A project manager is responsible for completion of a project by taking responsibility of planning, procurement, and execution of a project. When organizations undertake projects that have a defined scope, defined start and a defined finish regardless of industry they succeed in business. Project managers are original point of contact for any issues or discrepancies arising in a project; their agility makes or breaks a project. Project management is the responsibility of a project manager. This individual seldom participates directly in the activities that produce the end result. The project manager’s role in a nutshell, is the overall responsibility for the successful planning, execution, monitoring, control and closure of a project.
Cochin airport made India proud because it created a record; it’s the first airport to run on solar power since August 2015. The airport has photovoltaic (PV) panels laid across 45 acres near the cargo complex. The airport can avail 50,000 to 60,000 units of electricity per day through these panels which is sufficient for all its functions. This has technically made the airport “absolutely power neutral.” The implementation of this 12MWp solar power project cost is to the tune of Rs. 62 crore and it took six months to complete. It has been set up by Bosch Ltd., Bangalore, and has a capacity to produce 18 million units of power annually. This is one of the successful projects run in India.
When ambiguity arises even big brands make mistakes and, unfortunately for them, those mistakes often end up in the headlines making them famous for wrong. Sometimes a project can be executed perfectly but eventually fails because it is the right project introduced at the wrong time.
For a Government of a nation, disaster management is considered as a big time project. On August 29, 2005 hurricane Katrina raced across the Gulf of Mexico and made landfall in New Orleans, Louisiana. When it was over, a category 5 storm had broke the levees which flooded eighty percent of the city, killed 1,500 people, and left over 80 billion in damages. It was the costliest natural disaster in the history of US. What followed was a project failure of enormous proportions. It failed in planning, it failed in execution and it failed in meeting even the most basic needs of those caught in the middle of this tragic disaster. While the circumstances of disaster management failure were certainly different from those surrounding more conventional project failures, there is, nonetheless, an opportunity to look at Katrina as a project and to reflect on how lessons from this tragedy could help prevent failures in more conventional projects.
Effectively managing any project, especially one responding to an emergency situation, demands an open communication network from top to bottom. But in the Katrina project that network was never created. Instead, a cumbersome, limited, and indirect system was responsible for an information logjam of major proportions. The project manager Federal Emergency Management Chief Michael Brown was unwilling to share information with other agencies and that some information never even got to his command center which included White House, Federal Emergency Management Association (FEMA), and Department of Home Land Security DHS, Louisiana State officials, New Orleans Officials. Perhaps the most dramatic example of the communication failure was that it took 24 hours for the White House to confirm that the levees (embankment built to prevent the overflow of a river) had broken.
The successful project managers put the right people into the right places.
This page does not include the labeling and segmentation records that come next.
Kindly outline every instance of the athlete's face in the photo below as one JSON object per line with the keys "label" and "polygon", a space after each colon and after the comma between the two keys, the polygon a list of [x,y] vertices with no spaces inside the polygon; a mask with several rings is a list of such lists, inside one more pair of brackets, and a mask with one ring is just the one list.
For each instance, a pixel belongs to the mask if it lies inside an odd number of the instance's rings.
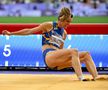
{"label": "athlete's face", "polygon": [[64,21],[60,21],[61,27],[65,28],[67,27],[72,21],[71,16],[69,18],[65,19]]}

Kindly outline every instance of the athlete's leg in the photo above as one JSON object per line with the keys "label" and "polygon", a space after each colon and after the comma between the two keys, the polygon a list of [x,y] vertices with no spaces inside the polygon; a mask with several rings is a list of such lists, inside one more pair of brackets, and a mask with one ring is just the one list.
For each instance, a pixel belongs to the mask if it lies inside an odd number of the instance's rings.
{"label": "athlete's leg", "polygon": [[61,66],[65,68],[69,64],[74,68],[79,79],[82,79],[81,64],[79,61],[78,51],[76,49],[60,49],[48,52],[46,55],[46,63],[49,67]]}
{"label": "athlete's leg", "polygon": [[79,57],[80,57],[80,61],[82,63],[85,63],[87,70],[90,72],[90,74],[95,79],[97,77],[98,73],[97,73],[96,66],[93,62],[93,59],[92,59],[90,53],[89,52],[80,52]]}

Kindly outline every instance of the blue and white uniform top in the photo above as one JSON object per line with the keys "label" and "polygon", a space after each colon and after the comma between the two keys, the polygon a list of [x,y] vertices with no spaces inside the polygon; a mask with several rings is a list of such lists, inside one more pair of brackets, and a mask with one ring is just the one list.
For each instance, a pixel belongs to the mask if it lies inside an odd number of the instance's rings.
{"label": "blue and white uniform top", "polygon": [[64,33],[64,28],[57,27],[57,23],[53,22],[53,29],[49,32],[42,34],[42,45],[53,45],[60,48],[60,45],[64,43],[62,38]]}

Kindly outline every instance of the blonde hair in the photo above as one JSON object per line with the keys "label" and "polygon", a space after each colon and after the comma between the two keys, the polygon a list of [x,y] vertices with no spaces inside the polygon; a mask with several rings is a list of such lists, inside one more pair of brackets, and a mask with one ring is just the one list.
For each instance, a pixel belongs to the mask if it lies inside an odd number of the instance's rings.
{"label": "blonde hair", "polygon": [[69,8],[62,8],[60,13],[59,13],[59,16],[58,16],[58,20],[66,20],[69,16],[71,15],[71,18],[73,17],[73,15],[71,14],[70,12],[70,9]]}

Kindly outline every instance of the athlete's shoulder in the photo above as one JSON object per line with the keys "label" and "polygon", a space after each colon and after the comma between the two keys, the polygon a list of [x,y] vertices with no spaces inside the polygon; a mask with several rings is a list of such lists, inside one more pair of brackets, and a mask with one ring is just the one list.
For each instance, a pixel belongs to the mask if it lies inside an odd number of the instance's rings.
{"label": "athlete's shoulder", "polygon": [[53,28],[53,23],[52,22],[44,22],[44,23],[41,23],[40,26],[42,26],[44,28],[45,32],[48,32]]}
{"label": "athlete's shoulder", "polygon": [[67,31],[64,29],[64,34],[67,35]]}

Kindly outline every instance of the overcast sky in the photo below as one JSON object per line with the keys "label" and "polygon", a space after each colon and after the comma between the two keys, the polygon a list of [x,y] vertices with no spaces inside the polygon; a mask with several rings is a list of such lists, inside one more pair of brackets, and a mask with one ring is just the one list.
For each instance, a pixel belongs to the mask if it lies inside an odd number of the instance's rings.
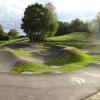
{"label": "overcast sky", "polygon": [[11,28],[20,30],[25,8],[36,2],[52,2],[59,20],[62,21],[70,21],[74,18],[92,20],[100,11],[100,0],[0,0],[0,24],[5,30]]}

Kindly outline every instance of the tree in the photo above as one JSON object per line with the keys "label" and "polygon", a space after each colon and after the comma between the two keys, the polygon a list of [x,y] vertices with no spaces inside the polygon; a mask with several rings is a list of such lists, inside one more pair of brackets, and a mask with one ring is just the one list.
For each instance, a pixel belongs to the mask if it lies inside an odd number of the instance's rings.
{"label": "tree", "polygon": [[59,23],[59,27],[58,27],[57,32],[55,34],[56,36],[70,33],[70,24],[69,23],[61,22],[61,21],[58,23]]}
{"label": "tree", "polygon": [[88,24],[76,18],[70,23],[70,32],[89,32]]}
{"label": "tree", "polygon": [[19,35],[19,32],[16,29],[10,29],[7,35],[10,38],[17,38]]}
{"label": "tree", "polygon": [[3,27],[2,25],[0,25],[0,35],[3,35],[3,34],[4,34]]}
{"label": "tree", "polygon": [[2,25],[0,25],[0,40],[9,40],[9,37],[4,32]]}
{"label": "tree", "polygon": [[88,23],[89,30],[91,32],[90,38],[92,41],[100,40],[100,12],[97,14],[96,18]]}
{"label": "tree", "polygon": [[57,27],[57,18],[50,3],[45,6],[36,3],[26,8],[21,28],[31,42],[44,40],[47,36],[54,34]]}

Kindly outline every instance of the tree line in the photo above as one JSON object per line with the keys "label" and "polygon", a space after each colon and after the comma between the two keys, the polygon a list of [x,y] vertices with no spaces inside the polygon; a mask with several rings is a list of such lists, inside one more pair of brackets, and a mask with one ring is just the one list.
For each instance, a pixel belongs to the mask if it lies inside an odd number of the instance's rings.
{"label": "tree line", "polygon": [[[31,42],[44,41],[46,37],[70,34],[72,32],[93,33],[94,28],[95,30],[100,30],[100,14],[98,16],[91,23],[84,22],[79,18],[71,22],[62,22],[58,20],[55,7],[51,3],[45,5],[35,3],[25,9],[21,29]],[[0,40],[16,38],[18,35],[19,32],[16,29],[11,29],[8,33],[5,33],[2,26],[0,26]]]}
{"label": "tree line", "polygon": [[2,25],[0,25],[0,40],[15,39],[18,35],[19,32],[16,29],[10,29],[9,32],[5,32]]}

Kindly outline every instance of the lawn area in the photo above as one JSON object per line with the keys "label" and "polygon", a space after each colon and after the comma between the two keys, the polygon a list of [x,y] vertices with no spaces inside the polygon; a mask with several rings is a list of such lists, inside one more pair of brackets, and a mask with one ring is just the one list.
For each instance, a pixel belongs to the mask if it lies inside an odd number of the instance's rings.
{"label": "lawn area", "polygon": [[0,41],[0,45],[5,45],[5,44],[13,44],[13,43],[19,43],[19,42],[28,42],[28,38],[20,38],[20,39],[12,39],[8,41]]}
{"label": "lawn area", "polygon": [[47,41],[53,41],[53,42],[64,42],[64,41],[86,41],[86,36],[89,33],[87,32],[73,32],[67,35],[62,35],[62,36],[55,36],[55,37],[49,37],[47,38]]}
{"label": "lawn area", "polygon": [[[78,49],[69,48],[65,51],[47,63],[19,61],[13,66],[11,72],[70,72],[82,69],[92,61],[89,55]],[[58,68],[53,68],[53,66],[58,66]]]}

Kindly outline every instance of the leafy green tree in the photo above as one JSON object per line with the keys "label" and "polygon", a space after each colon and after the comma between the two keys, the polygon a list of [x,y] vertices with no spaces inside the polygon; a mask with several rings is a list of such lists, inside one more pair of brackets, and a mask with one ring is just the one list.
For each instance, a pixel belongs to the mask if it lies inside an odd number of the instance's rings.
{"label": "leafy green tree", "polygon": [[0,35],[3,35],[3,34],[4,34],[3,27],[2,25],[0,25]]}
{"label": "leafy green tree", "polygon": [[7,35],[10,38],[17,38],[19,35],[19,32],[16,29],[10,29]]}
{"label": "leafy green tree", "polygon": [[90,38],[92,41],[100,41],[100,12],[96,15],[94,20],[88,23],[88,26],[91,32]]}
{"label": "leafy green tree", "polygon": [[59,27],[58,27],[57,32],[55,34],[56,36],[70,33],[70,24],[69,23],[61,22],[61,21],[58,23],[59,23]]}
{"label": "leafy green tree", "polygon": [[0,40],[9,40],[9,37],[4,32],[2,25],[0,25]]}
{"label": "leafy green tree", "polygon": [[70,23],[70,32],[89,32],[88,24],[76,18]]}
{"label": "leafy green tree", "polygon": [[22,18],[21,28],[31,42],[44,40],[53,35],[58,27],[57,18],[51,4],[34,4],[26,8]]}

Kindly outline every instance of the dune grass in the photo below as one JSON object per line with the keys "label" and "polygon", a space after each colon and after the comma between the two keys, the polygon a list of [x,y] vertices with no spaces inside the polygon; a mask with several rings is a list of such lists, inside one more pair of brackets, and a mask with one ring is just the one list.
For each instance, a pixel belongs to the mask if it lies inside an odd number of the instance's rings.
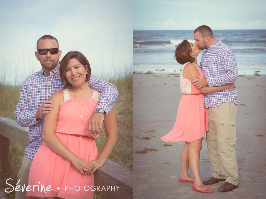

The biggest ability of project manager is to pick the right people for the right job. Efficient project managers plan way in advance; they put all processes in place to carry it out. They posses mastery in scheduling and the insights brought from good scoping. They make decisions based on scientific data. They keep data to back up and always they have alternative backup plans with them. They also understand that perfection is an ideal goal for which to aspire, but it is an unrealistic end for every project. Also, in a project you will have the good, bad and ugly because different people have different approaches to delivering a project.
Steve Jobs was a great project manager. He changed the technology and design industry in ways that most people could not even dream about. He succeeded because he shared his vision clearly with his team; he worked closely with development team to push boundaries of technology. He understood the need of market because he was closely watching the market; he fulfilled a previously unmet customer need. Steve Jobs was enthusiastic; enthusiasm is one of the qualities a project manager must have. Jobs met and exceeded expectations of his stakeholders. He brought innovation in supply chain and operations. Most importantly, he had unbelievable imagination and vision with a focus on the product and he knew importance of time. A project which goes on lingering loses its significance. Steve Jobs was extremely passionate and fearless when it came to growing Apple and while many actions in his career were controversial, he had an extraordinary ability to push his people to the limits without going overboard.
Some of the key variables a project manger needs to understand and implement are that he/she needs to deal with scope of a project, time, cost, quality, and risk. Unrealistic timelines and costs, overly optimistic forecasts, blurred end result, mistakes in tracking milestones of the project mar the project badly. Projects fail when parameters are not designed; also, bungling communication and deficient prioritization are dangerous.